Forbid doesnt right out kill them, I believe it stops there ability to reproduce. Resistance happens from them getting low exposure to the spray. Besy way to spray is to make sure you get every single leaf sprayed on the plants, If they are large mothers id either take clones and throw them out, or prune the lower leafs off so you can get the spray in there better. A second spray after 7-10 days makes sure you get them good with the same chemical, and less likely you will end up with resistant mite. After that switch to another organic spray like azatrol going into flower. Over the years ive had mites pop up several times ussally in early summer since where i live there mites everywhere outside, Forbid has got ride of them completely every time and i dont see them again til the next year.
Forbid actually kills the nymphs and eggs so adults might survive.
 
75
18
Ok....I'm by no means the authority on defeating the BORG. But I will tell you what I did this run and it definitely worked for me.

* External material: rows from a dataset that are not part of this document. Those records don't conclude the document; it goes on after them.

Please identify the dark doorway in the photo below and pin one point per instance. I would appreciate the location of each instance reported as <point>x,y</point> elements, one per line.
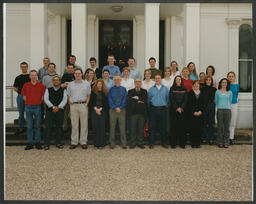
<point>115,37</point>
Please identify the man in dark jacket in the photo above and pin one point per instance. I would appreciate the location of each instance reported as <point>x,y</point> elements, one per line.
<point>137,109</point>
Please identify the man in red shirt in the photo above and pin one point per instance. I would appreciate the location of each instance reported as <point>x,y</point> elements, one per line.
<point>33,94</point>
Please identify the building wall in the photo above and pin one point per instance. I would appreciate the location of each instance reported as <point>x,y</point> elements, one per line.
<point>215,48</point>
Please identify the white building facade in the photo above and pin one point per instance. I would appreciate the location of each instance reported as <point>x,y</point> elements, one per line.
<point>207,34</point>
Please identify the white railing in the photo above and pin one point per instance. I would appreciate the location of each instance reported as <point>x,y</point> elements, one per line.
<point>10,99</point>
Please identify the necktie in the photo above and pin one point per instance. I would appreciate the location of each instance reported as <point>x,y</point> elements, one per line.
<point>117,97</point>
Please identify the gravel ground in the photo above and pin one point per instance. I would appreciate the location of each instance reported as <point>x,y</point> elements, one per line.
<point>205,174</point>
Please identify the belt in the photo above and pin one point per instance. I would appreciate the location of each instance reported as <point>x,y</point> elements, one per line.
<point>159,107</point>
<point>78,102</point>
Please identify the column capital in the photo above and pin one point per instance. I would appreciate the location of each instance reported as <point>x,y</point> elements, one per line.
<point>233,22</point>
<point>139,19</point>
<point>91,18</point>
<point>152,4</point>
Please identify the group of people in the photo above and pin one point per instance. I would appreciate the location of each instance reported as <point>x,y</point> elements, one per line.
<point>180,103</point>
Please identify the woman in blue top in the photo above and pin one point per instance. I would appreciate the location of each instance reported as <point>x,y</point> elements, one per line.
<point>234,87</point>
<point>192,69</point>
<point>223,100</point>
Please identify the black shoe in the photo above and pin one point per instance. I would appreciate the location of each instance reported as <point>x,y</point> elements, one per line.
<point>72,146</point>
<point>29,146</point>
<point>84,146</point>
<point>38,146</point>
<point>141,146</point>
<point>18,132</point>
<point>165,146</point>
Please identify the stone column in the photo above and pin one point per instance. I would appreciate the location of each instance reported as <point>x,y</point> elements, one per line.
<point>167,50</point>
<point>79,34</point>
<point>140,45</point>
<point>91,38</point>
<point>233,44</point>
<point>191,33</point>
<point>152,32</point>
<point>38,34</point>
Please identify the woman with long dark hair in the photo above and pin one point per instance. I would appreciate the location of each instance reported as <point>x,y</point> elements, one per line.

Didn't know that about spraying the same thing twice. Thanks for the advice!

I noticed that the little fuckers had moved into my room again while I was still in veg. I hit them with forbid and saturator. I then hung up two No Pest Strips in the room. Three days later I hit them with Avid and saturator. I haven't seen a mite since.

It's not recommended that you spray with the same thing twice on a crop. Thats how they develop a resistance. I have 6 different things in my arsenal. Floramite, Forbid, Avid, Neem oil, Mitey wash, and Azamax. I rotate things out.

Seamaiden has a really nifty way of dealing with the Borg as well. I believe it's something like this, but search her posts and find it verbatim.....

Put bamboo stakes near your plants and turn fans on the plants bigtime. The mites will seek out the stableness of the bamboo. Everyday wipe the bamboo with a rag drenched in a miticide (forbid, avid, floramite).

If you get deep into flower and they are still there then get yourself some predators.